The way it works is simple. You perform SVD over your training data (call it matrix A), to obtain U, S and V*. Then set to zero all values of S less than a certain arbitrary threshold (e.g. 0.1), call this new matrix S'. Then obtain A' = US'V* and use A' as your new training data. Some of your features are now set to zero and can be removed, sometimes without any performance penalty (depending on your data and the threshold chosen). This is called k-truncated SVD.
SVD doesn't help you with sparsity though, only helps you when features are redundant. Two features can be both sparse and informative (relevant) for a prediction task, so you can't remove either one.
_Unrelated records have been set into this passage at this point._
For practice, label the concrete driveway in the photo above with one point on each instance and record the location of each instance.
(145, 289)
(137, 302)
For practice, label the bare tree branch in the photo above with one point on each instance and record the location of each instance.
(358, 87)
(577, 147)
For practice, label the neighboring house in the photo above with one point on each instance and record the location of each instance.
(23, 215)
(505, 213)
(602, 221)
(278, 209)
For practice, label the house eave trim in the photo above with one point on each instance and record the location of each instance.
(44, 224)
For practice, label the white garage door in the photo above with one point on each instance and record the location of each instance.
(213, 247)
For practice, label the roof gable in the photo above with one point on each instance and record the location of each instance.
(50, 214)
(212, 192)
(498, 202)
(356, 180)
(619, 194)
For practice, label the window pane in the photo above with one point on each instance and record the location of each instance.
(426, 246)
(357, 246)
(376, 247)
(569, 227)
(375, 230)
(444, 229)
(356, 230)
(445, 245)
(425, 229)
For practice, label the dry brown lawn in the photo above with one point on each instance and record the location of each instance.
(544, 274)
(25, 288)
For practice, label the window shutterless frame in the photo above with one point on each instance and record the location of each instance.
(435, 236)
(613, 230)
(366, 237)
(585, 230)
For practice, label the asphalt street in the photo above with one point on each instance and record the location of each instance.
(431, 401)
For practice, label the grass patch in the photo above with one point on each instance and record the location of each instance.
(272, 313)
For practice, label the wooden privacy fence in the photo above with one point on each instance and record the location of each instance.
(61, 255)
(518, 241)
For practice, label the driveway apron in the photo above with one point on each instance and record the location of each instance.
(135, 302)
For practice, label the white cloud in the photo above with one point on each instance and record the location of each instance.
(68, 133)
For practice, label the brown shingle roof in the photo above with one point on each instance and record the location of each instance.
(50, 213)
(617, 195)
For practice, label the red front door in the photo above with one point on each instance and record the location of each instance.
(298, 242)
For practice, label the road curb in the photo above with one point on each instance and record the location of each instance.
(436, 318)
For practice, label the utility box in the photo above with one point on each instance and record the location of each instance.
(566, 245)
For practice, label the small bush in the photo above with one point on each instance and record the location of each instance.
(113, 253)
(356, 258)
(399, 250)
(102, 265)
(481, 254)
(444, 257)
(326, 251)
Using SVD, you go from n features to k features, where each one will be a linear combination of the original n. It's a dimensionality reduction step, just like feature selection is. When redundant features are present, though, a feature selection algorithm may lead to better classification performance than SVD depending on your data set (for example, maximum entropy feature selection). Weka comes with a bunch of them.
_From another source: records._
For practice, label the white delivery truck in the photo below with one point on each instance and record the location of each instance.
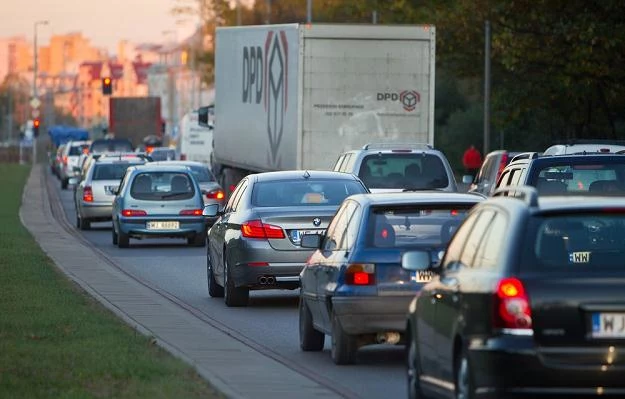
(296, 96)
(194, 142)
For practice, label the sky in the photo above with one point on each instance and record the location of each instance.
(104, 22)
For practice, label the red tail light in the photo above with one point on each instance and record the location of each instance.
(360, 274)
(258, 229)
(133, 212)
(512, 307)
(191, 212)
(215, 194)
(87, 194)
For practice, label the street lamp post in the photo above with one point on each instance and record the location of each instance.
(35, 67)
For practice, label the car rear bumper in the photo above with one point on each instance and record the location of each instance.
(368, 315)
(136, 227)
(535, 373)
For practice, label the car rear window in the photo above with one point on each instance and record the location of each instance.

See: http://en.wikibooks.org/wiki/Data_Mining_Algorithms_In_R/Dimensionality_Reduction/Singular_Value_Decomposition
https://stats.stackexchange.com/questions/33142/what-happens-when-you-apply-svd-to-a-collaborative-filtering-problem-what-is-th
The Singular Value Decomposition is often used to approximate a matrix X by a low rank matrix X_lr:
Compute the SVD X = U D V^T.
Form the matrix D' by keeping the k largest singular values and setting the others to zero.
Form the matrix X_lr by X_lr = U D' V^T.
The matrix X_lr is then the best approximation of rank k of the matrix X, for the Frobenius norm (the equivalent of the l2-norm for matrices). It is computationally efficient to use this representation, because if your matrix X is n by n and k << n, you can store its low rank approximation with only (2n + 1)k coefficients (by storing U, D' and V).
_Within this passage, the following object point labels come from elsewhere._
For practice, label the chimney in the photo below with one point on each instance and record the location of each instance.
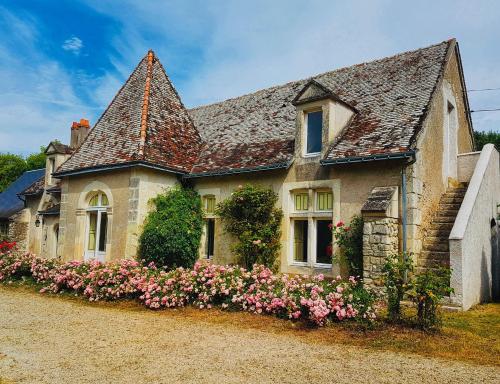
(79, 132)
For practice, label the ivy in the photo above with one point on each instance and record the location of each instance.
(172, 230)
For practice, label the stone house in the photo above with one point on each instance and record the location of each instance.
(389, 139)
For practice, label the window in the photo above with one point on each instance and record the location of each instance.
(97, 226)
(300, 232)
(209, 238)
(324, 201)
(209, 204)
(301, 201)
(311, 235)
(314, 132)
(323, 242)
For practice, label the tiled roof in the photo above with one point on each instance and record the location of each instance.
(391, 95)
(145, 122)
(9, 200)
(61, 148)
(36, 187)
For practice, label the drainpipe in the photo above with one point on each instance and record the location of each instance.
(403, 204)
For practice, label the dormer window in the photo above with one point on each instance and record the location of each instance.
(314, 131)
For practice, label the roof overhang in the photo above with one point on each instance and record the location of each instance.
(114, 167)
(224, 172)
(365, 159)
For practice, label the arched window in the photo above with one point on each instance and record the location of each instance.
(97, 226)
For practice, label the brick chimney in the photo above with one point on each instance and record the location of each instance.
(79, 131)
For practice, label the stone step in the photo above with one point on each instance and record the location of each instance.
(449, 206)
(456, 193)
(433, 266)
(436, 244)
(442, 218)
(447, 211)
(451, 200)
(434, 255)
(438, 232)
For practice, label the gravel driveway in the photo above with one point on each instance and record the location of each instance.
(51, 340)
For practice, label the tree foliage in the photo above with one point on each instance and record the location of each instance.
(250, 214)
(482, 138)
(12, 166)
(172, 230)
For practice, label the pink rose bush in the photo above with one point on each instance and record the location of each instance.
(315, 299)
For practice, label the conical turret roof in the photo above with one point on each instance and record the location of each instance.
(145, 123)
This was often used in matrix completion problems (such as collaborative filtering) because the true matrix of user ratings is assumed to be low rank (or well approximated by a low rank matrix). So, you wish to recover the true matrix by computing the best low rank approximation of your data matrix. However, there are now better ways to recover low rank matrices from noisy and missing observations, namely nuclear norm minimization. See for example the paper The power of convex relaxation: Near-optimal matrix completion by E. Candes and T. Tao.
(Note: the algorithms derived from this technique also store the SVD of the estimated matrix, but it is computed differently).
PCA or SVD, when used for dimensionality reduction, reduce the number of inputs. This, besides saving computational cost of learning and/or predicting, can sometimes produce more robust models that are not optimal in statistical sense, but have better performance in noisy conditions.
Mathematically, simpler models have less variance, i.e. they are less prone to overfitting. Underfitting, of-course, can be a problem too. This is known as bias-variance dilemma. Or, as said in plain words by Einstein: Things should be made as simple as possible, but not simpler.